You can use node.js process.memoryUsage():

const formatMemoryUsage = (data) => `${Math.round(data / 1024 / 1024 * 100) / 100} MB`;

const memoryData = process.memoryUsage();

const memoryUsage = {
  rss: `${formatMemoryUsage(memoryData.rss)} -> Resident Set Size - total memory allocated for the process execution`,
  heapTotal: `${formatMemoryUsage(memoryData.heapTotal)} -> total size of the allocated heap`,
  heapUsed: `${formatMemoryUsage(memoryData.heapUsed)} -> actual memory used during the execution`,
  external: `${formatMemoryUsage(memoryData.external)} -> V8 external memory`,
};

console.log(memoryUsage);

/*
{
  "rss": "177.54 MB -> Resident Set Size - total memory allocated for the process execution",
  "heapTotal": "102.3 MB -> total size of the allocated heap",
  "heapUsed": "94.3 MB -> actual memory used during the execution",
  "external": "3.03 MB -> V8 external memory"
}
*/

1 Comment

What exactly is data here?
65

Also, if you'd like to know global memory rather than node process':

var os = require('os');

os.freemem();
os.totalmem();

See documentation

4 Comments

However, freemem() is not the same as available memory on the server. Any way to find available memory rather than free?
this is the answer to another question
Seems os.freemem() uses available memory as of this issue: github.com/nodejs/node/issues/23892
@Alex Math.round(OS.totalmem() / 1024 / 1024 * 100) / 100-Math.round(OS.freemem() / 1024 / 1024 * 100) / 100
46

If you are using express.js framework then you can use express-status-monitor. Its very easy to integrate and it provides CPU usage, memory usage, response time etc in graphical format.

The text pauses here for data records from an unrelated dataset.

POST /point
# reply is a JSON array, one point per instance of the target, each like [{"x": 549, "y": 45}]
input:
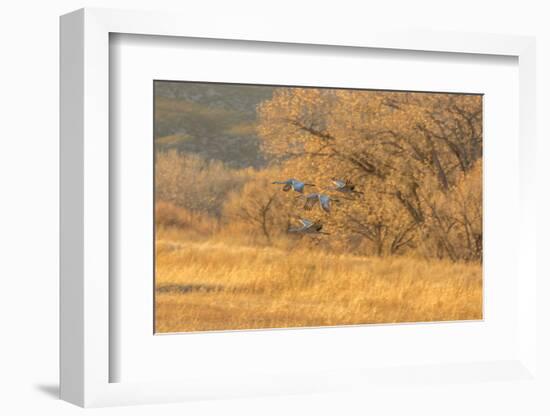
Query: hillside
[{"x": 213, "y": 121}]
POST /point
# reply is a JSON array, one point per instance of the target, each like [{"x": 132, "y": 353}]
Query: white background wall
[{"x": 29, "y": 185}]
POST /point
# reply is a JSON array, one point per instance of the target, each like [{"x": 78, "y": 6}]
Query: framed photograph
[{"x": 281, "y": 212}]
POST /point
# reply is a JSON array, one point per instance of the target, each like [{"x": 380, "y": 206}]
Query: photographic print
[{"x": 285, "y": 207}]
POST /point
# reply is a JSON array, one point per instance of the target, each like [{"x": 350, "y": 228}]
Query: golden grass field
[{"x": 213, "y": 285}]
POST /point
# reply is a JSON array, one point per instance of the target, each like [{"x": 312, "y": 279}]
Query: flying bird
[
  {"x": 322, "y": 199},
  {"x": 344, "y": 186},
  {"x": 307, "y": 227},
  {"x": 293, "y": 184}
]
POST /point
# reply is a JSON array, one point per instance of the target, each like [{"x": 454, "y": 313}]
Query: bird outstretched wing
[
  {"x": 305, "y": 223},
  {"x": 324, "y": 200}
]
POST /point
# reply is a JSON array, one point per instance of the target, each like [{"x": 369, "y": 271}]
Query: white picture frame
[{"x": 85, "y": 215}]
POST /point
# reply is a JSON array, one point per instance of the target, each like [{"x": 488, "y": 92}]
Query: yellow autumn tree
[{"x": 412, "y": 155}]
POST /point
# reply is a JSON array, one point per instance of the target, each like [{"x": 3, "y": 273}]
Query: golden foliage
[{"x": 408, "y": 153}]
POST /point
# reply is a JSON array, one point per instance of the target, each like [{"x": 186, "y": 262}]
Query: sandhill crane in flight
[
  {"x": 307, "y": 227},
  {"x": 344, "y": 186},
  {"x": 293, "y": 184},
  {"x": 324, "y": 201}
]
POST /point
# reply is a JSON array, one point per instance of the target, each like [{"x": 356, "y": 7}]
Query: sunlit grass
[{"x": 217, "y": 285}]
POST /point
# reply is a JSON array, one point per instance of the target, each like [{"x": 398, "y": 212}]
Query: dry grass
[{"x": 212, "y": 285}]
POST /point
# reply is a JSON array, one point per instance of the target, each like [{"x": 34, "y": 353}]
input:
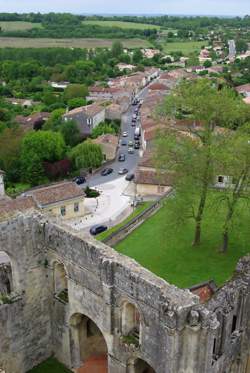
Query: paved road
[{"x": 131, "y": 159}]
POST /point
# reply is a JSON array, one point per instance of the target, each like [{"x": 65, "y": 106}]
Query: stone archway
[
  {"x": 89, "y": 352},
  {"x": 139, "y": 366}
]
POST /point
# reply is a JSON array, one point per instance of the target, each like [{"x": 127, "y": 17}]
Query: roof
[
  {"x": 90, "y": 110},
  {"x": 158, "y": 86},
  {"x": 55, "y": 193},
  {"x": 143, "y": 176},
  {"x": 10, "y": 206}
]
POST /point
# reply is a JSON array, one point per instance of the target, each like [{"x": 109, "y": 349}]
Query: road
[{"x": 131, "y": 159}]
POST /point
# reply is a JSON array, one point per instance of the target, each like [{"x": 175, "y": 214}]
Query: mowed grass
[
  {"x": 69, "y": 43},
  {"x": 50, "y": 366},
  {"x": 18, "y": 25},
  {"x": 121, "y": 24},
  {"x": 165, "y": 247},
  {"x": 185, "y": 47}
]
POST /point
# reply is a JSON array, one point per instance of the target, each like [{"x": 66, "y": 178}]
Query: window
[{"x": 63, "y": 210}]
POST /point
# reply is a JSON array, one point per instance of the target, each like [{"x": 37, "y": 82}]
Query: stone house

enter image description here

1 Comment

I have forked it and adapted it for koa.js here: github.com/capaj/koa-monitor
5

On Linux/Unix (note: Mac OS is a Unix) use top and press M (Shift+M) to sort processes by memory usage.

On Windows use the Task Manager.

2 Comments

@majidarif Go to Applications > Utilities and you will find an Activity Monitor app. That one is the equivalent of Task Manager. OS X also has the top command as well.
use htop instead of top on Linux. It's much better.